I built my own Buck converter 12VDC battery solar charger. In the beginning I used N-Channel MOSFETS (on high voltage side) because of the low RDS, BUT, this always required a bootstrap type circuit to get voltage over 22V for proper MOSFET operation. I have gone through many design changes, trying nearly every IC on the market to get the required voltages, (even using a 555), but I always had some sort of issue or problem.

I dumped all that and replace the N-Channel with P-Channel. I now have 80% less component needed to drive the P-Channel, (using logic level MOSFETS with Arduino), and the slightly higher RDS only affects the MOSFET on full duty cycle. I had a heat sink on the N-Channel before, so as far as design components concerned, adding the heat sink did not change the original BOM (Bill of Materials)

I have a few units installed, and operational for more than a year now.
 
I have a few comments but I think that you probably need to test in real life.
I think that it is mainly pointing out that you can't go to 100% duty cycle.
The drain to source leakage will be practically zero. Some datasheets quote a maximum, but in real life it can be so small as to be hard to measure, and an unconnected gate on a mosfet may allow the MOSFET to stay on.
The driver circuitry may have a leakage that is quoted.
The graph is a simplification, not a measurement, so the form of the dip isn't going to be accurate. I think that the voltage will go down due to the current taken by the gate capacitance and any series resistance including the ESR of the bootstrap capacitor. The voltage will recover when the gate stops charging, before the long slow decline. The details of the waveform aren't important, but the dip is shown mainly so that anyone actually observing a real one with an oscilloscope isn't worried by seeing a dip there.
The rate of the slow decline may be increased a lot with the leakage of an oscilloscope probe or a damp connection somewhere.
 
Also, about that little dip at the top of the ramp for Voltage of Cboot. I get that it would drop rapidly while initially charging the mosfet gate. But why is it parabolic and recovers?

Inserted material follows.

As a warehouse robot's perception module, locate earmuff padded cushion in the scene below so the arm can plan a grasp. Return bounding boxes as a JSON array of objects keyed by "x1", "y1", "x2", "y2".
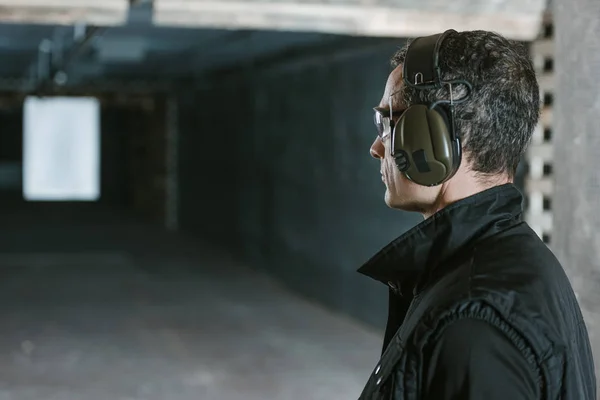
[{"x1": 427, "y1": 109, "x2": 453, "y2": 171}]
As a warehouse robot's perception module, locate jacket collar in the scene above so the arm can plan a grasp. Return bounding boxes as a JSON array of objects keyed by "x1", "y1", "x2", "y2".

When the upper FET first turns on, the load output from the half bridge or whatever circuit will still be low and there will be a finite delay as the voltage on that increases, before the bootstrap capacitor charge diode becomes reverse biassed.

If the FET gate turn-on completes fast enough, the cap may still be recharging after the energy transfer to the gate is completed.
That would explain the recovery after the dip.